Quindi ho deciso di scrivere questa lista: “i cinque buoni motivi per leggere Si dà il caso che”. Che un po’ riassume ciò che ho trovato interessante in questo libro, e quelli che sono i punti di forza del suo autore.
5. L’edizione
Copertina rigida, pesante, buona impaginazione, meno convincente il lettering; però, in definitiva, un buon prodotto. Non è vero che non si giudica dalle apparenze. Anche l’occhio vuole la sua parte. E all’ultimo gradino dei cinque buoni motivi per comprare il libro di Obata, c’è questo: l’edizione. Come il libro si presenta. Bao Publishing fa attenzione ai dettagli, come sempre.
4. Il messaggio
Chiamiamolo così, per capirci: il “messaggio” del libro. Che credo che sia la cosa più importante, ma metto solo qui perché, non avendone discusso con Obata, non sono certo sia proprio questo. E cioè: l’emancipazione femminile, unta al coraggio che serve per rincorrere i propri sogni. Quanto è importante il sostegno – o all’opposto, il mancato appoggio – dei propri genitori. Siamo veramente chi vogliamo essere o alla fine, tristemente, ci limitiamo a seguire quello che la società ha già deciso per noi?
3. I disegni
L’ho già detto, ma lo ripeto: i disegni di Fumio Obata mi hanno piacevolmente colpito. Perché sono una via di mezzo, che non distorce né esagera, tra lo stile occidentale e quello orientale. In un certo senso, è più realistico di entrambi, presi singolarmente, ma pure, allo stesso tempo, più originale e fresco. Alcune tavole si fanno apprezzare per l’impostazione che ha voluto dare l’autore, mentre altre, semplicemente, si fanno adorare per i colori. E il colore non è un orpello, quando c’è il talento.
2. La storia
In alcuni momenti ho pensato che Obata avrebbe potuto andare più a fondo. Ma alla fine mi sono dovuto ricredere: va bene così. È una storia che si svolge in un arco temporale piuttosto limitato, quella di Si dà il caso che. E anche se è ambientata tra Inghilterra e Giappone e i personaggi sono tanti, dà i giusti spunti di riflessione. È il racconto di un viaggio – inteso non solo in senso materiale, ma anche psicologico – di una giovane donna che non sa se le sue decisioni sono sempre state giuste. E come tutti i buoni viaggi, non conta solo per la meta.

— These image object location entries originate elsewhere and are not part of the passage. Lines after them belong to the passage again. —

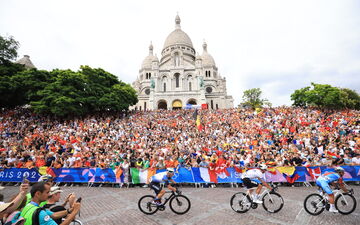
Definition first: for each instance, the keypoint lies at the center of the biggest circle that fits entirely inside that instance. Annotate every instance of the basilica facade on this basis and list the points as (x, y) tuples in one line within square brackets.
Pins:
[(181, 78)]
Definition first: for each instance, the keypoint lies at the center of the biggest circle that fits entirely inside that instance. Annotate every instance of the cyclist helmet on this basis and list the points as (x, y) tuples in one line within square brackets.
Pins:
[(263, 167), (45, 178), (339, 169)]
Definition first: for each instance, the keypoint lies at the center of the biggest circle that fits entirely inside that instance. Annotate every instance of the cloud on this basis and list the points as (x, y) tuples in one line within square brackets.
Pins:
[(277, 45)]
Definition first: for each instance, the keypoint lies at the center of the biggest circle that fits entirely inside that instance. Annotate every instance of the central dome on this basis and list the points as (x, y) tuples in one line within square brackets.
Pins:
[(178, 36)]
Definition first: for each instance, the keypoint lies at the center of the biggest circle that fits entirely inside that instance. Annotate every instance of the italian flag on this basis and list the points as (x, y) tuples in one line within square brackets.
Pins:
[(141, 176)]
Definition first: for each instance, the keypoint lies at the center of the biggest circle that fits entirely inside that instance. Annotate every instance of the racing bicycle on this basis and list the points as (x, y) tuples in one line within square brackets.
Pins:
[(315, 203), (178, 203), (241, 202)]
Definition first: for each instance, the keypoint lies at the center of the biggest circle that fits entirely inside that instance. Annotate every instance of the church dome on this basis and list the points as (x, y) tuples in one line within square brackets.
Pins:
[(178, 36), (147, 63), (207, 59)]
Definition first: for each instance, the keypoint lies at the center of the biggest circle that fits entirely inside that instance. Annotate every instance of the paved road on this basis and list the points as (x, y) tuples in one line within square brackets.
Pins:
[(210, 206)]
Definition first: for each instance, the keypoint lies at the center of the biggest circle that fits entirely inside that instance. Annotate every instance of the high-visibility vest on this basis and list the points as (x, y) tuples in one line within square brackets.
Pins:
[(28, 212)]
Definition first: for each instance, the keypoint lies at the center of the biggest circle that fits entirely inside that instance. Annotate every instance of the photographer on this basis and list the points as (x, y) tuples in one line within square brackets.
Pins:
[(60, 211)]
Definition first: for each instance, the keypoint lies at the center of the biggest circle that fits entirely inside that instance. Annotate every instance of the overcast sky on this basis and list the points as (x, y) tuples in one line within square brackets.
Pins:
[(278, 46)]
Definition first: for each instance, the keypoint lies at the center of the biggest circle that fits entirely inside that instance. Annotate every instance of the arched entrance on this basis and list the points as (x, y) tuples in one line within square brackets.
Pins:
[(162, 104), (191, 102), (177, 104)]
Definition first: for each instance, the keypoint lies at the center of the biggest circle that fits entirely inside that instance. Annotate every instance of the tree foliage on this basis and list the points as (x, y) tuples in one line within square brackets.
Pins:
[(86, 91), (252, 98), (326, 96), (8, 49)]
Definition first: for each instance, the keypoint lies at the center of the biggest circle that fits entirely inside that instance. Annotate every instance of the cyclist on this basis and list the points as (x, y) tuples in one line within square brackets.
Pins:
[(255, 178), (327, 178), (44, 178), (159, 178)]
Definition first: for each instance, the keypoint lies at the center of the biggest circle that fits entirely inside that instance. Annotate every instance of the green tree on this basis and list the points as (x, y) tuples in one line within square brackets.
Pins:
[(252, 98), (64, 97), (8, 49), (86, 91), (350, 98), (325, 96)]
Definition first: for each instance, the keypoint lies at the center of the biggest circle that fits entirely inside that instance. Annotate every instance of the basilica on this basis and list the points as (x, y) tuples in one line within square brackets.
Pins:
[(182, 78)]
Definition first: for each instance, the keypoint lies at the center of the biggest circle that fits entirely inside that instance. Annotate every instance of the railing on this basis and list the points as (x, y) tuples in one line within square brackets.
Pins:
[(182, 175)]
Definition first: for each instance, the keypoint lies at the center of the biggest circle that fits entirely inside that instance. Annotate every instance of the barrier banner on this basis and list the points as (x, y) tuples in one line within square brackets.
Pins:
[(17, 175), (181, 175)]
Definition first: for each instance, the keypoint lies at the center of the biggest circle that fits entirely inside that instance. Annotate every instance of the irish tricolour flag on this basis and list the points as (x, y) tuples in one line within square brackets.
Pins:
[(141, 176)]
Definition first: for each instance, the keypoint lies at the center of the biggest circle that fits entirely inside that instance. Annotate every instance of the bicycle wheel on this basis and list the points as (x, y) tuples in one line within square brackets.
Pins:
[(273, 202), (314, 204), (146, 206), (76, 222), (180, 204), (240, 202), (345, 203)]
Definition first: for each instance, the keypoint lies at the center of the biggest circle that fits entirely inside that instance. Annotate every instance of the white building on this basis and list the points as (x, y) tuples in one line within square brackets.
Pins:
[(181, 78)]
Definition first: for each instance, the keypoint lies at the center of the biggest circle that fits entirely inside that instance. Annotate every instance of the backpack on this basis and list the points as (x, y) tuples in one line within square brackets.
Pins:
[(15, 219), (36, 215)]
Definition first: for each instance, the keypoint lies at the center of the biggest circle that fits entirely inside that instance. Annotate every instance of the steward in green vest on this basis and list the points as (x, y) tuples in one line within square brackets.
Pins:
[(40, 193)]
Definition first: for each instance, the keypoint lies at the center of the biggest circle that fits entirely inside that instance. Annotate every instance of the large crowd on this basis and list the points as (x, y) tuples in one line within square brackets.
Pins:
[(282, 136)]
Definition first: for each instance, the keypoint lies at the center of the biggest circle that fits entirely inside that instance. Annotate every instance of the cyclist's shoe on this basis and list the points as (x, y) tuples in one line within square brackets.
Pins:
[(334, 210), (258, 201), (156, 202)]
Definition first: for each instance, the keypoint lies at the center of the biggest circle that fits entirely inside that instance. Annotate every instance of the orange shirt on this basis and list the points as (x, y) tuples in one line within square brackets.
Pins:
[(40, 163)]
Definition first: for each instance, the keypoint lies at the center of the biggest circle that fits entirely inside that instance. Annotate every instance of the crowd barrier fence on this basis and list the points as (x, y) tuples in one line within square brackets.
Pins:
[(181, 175)]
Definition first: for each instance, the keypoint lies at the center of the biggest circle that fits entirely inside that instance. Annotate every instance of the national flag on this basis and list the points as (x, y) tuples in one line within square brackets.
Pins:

C’è il conflitto interiore che tutti, prima o poi, dobbiamo affrontare. Ci sono tante domande, forse più delle risposte, a cui alla fine, per forza di cose, lo stesso lettore finisce per sottoporsi. Anche per questo si può dire che le vicende si chiudono con un’apertura – perché alla fine, veramente, non si capisce qual è la sua conclusione: Yumiko è veramente convinta della decisione che ha preso? Di certo, un racconto piacevolmente auto-riflessivo.
1. Fumio Obata
Ha conquistato tutti al Treviso Comic Book Festival: per la sua simpatia, la sua disponibilità e soprattutto – per quanto possa sembrare bizzarro per un giapponese – il suo spirito verace. Appena arrivato, la prima cosa che ha fatto – prima di sedersi dietro al tavolo di Bao Publishing per disegnare – è stato fare un giro per gli spazi del festival. Foto a tutti e a tutto, come un qualsiasi appassionato, prima ancora che un autore. E di questo bisogna dargli atto. Ma è stato semplicemente incredibile quando ha cominciato a lavorare alle sue dediche, e quando per un bicchiere di spritz è collassato fuori dalla Camera di Commercio, braccia conserte e testa ciondolante. Un piccolo grande uomo che ha subito saputo conquistarsi la sua fetta di pubblico – e il suo libro, nei giorni del festival, è andato praticamente esaurito.